Master's or Ph.D. in Computer Science, Robotics, or related field; Bachelor's with strong ML experience considered
3+ years (Experienced) / 7+ years (Senior/Staff) of experience in robotics or industrial machine learning
Proficient in Python and hands-on experience with PyTorch for deploying deep learning models
Experience with 3D point cloud data libraries such as Open3D
Understanding of geometric concepts like surface segmentation and spatial queries
Experience integrating ML models into ROS-based robotics services
Proven track record in leading end-to-end ML projects, for Senior/Staff roles.
Responsibilities
Implement and improve machine learning algorithms for weld perception tasks
Build and maintain data pipelines for perception model training
Conduct rigorous model evaluation experiments and communicate findings
Integrate models into production ROS-based robotics services
Write clean and tested Python code, engaging in code reviews and documentation
Lead deployment of advanced perception algorithms and real-time systems
Define and manage the entire ML lifecycle, from dataset design to deployment.
Benefits
Daily free lunch to foster team connection
Flexible PTO for personal time off
Comprehensive medical, dental, and vision coverage
6 weeks fully paid parental leave; up to 14 weeks for birthing parents
401(k) retirement plan availability
Generous employee referral bonuses to encourage team growth.
Full Job Description
What You'll Do
Experienced:
Implement, validate, and iterate on machine learning algorithms for weld perception tasks, including point cloud registration, seam detection, and joint geometry estimation, progressively expanding coverage across joint types and part geometries.
Build and maintain data pipelines for training and evaluating perception models, spanning annotated 3D scan data ingestion, synthetic data generation, and structured dataset management for iterative model improvement.
Run rigorous model evaluation experiments, including failure mode analysis, FP/FN rate characterization, and benchmarking against quantitative registration accuracy thresholds, and communicate findings clearly to guide next steps.

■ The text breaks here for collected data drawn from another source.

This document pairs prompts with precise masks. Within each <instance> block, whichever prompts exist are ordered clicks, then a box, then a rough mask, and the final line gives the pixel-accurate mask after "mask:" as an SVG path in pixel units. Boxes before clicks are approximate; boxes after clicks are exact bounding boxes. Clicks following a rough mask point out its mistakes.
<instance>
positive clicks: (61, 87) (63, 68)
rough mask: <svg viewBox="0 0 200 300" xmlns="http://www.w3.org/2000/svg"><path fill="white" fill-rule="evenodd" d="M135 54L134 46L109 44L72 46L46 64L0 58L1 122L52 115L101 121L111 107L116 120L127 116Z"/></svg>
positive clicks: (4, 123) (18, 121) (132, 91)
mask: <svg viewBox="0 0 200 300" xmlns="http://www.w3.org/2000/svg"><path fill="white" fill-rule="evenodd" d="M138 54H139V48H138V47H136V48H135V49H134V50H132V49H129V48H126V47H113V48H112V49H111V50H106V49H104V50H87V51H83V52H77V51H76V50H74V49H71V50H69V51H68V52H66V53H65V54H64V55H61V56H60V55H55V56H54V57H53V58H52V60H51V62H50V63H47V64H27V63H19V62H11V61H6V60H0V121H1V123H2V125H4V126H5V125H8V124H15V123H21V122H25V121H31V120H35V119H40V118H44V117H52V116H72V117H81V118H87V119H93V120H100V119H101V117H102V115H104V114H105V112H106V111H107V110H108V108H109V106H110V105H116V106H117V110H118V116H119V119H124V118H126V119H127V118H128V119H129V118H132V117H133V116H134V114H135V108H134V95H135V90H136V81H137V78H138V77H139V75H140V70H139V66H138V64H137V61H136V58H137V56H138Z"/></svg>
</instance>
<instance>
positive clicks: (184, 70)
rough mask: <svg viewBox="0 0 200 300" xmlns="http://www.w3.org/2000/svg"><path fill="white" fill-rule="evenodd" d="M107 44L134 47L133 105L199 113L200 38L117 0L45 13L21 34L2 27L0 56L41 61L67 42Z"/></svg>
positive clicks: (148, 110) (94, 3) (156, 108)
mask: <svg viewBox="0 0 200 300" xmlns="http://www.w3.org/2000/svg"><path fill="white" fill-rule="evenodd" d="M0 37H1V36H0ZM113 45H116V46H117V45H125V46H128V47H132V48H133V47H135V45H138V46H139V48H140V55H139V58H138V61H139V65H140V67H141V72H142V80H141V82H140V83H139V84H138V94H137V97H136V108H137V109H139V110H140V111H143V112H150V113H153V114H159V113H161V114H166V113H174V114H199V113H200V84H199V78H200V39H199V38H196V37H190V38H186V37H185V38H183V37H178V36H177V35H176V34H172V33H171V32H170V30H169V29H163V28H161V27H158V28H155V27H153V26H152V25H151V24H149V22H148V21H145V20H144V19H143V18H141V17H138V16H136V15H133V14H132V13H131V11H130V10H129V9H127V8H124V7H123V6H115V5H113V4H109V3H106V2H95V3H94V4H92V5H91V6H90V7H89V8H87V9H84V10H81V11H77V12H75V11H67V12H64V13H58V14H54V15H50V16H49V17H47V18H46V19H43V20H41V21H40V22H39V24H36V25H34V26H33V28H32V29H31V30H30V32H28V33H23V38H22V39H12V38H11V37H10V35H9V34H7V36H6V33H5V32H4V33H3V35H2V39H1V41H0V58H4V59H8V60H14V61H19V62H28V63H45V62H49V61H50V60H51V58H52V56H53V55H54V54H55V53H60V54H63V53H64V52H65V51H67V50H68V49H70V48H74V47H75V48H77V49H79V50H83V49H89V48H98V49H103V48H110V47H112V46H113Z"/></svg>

Integrate trained models into production ROS-based robotics services, ensuring low-latency inference and compatibility with deployed cell configurations.
Write clean, well-tested Python code; participate actively in code and experiment reviews; and maintain clear documentation of methods, parameters, and results.
Senior/Staff:
Lead research, development, and production deployment of advanced perception algorithms spanning point cloud registration, seam detection, and real-time in-process tracking across structured light, RGB, and stereo sensors.
Design and lead experiments evaluating state-of-the-art deep learning models, including transformer-based and geometric feature learning architectures
Design and lead real-time perception systems such as during-weld seam tracking, applying sensor fusion with probabilistic state estimation (e.g., Kalman filtering) to achieve robust weld performance.
Define and own the end-to-end ML lifecycle, from dataset design and annotation strategy through training, benchmarking, and fleet deployment, with clear go/no-go evaluation frameworks.
Architect distributed training and hyperparameter optimization workflows; drive strategy for data acquisition, annotation tooling, and synthetic vs. real scan data usage.
Mentor engineers across levels, providing technical leadership on perception systems and ML methodology.
Who You Are
Master's or Ph.D. in CS, Robotics, or related field (Computer Vision, ML, or Perception); Bachelor's with strong production ML experience also considered.
3+ years (Experienced) / 7+ years (Senior/Staff) in real-world robotics or industrial ML.
Strong Python fluency and hands-on PyTorch experience, including training, evaluating, and deploying deep learning models in production.
Experience with 3D point cloud data and libraries such as Open3D, including geometric concepts like surface segmentation, spatial queries, and point-wise labeling.
Familiarity with 3D deep learning architectures such as PointNet++, GeoTransformer, or similar transformer-based or graph-based approaches on geometric data.
Comfortable integrating ML models into production robotics services within ROS-based architectures and containerized deployment environments.
Senior/Staff: Demonstrated track record leading end-to-end ML projects from dataset design through fleet deployment with rigorous go/no-go frameworks; experience architecting distributed training and hyperparameter optimization workflows
Why You'll Love Working Here
Daily free lunch to keep you fueled and connected with the team
Flexible PTO so you can take the time you need, when you need it
Comprehensive medical, dental, and vision coverage
6 weeks fully paid parental leave, plus an additional 6-8 weeks for birthing parents (12-14 weeks total)
401(k) retirement plan through Empower
Generous employee referral bonuses-help us grow our team!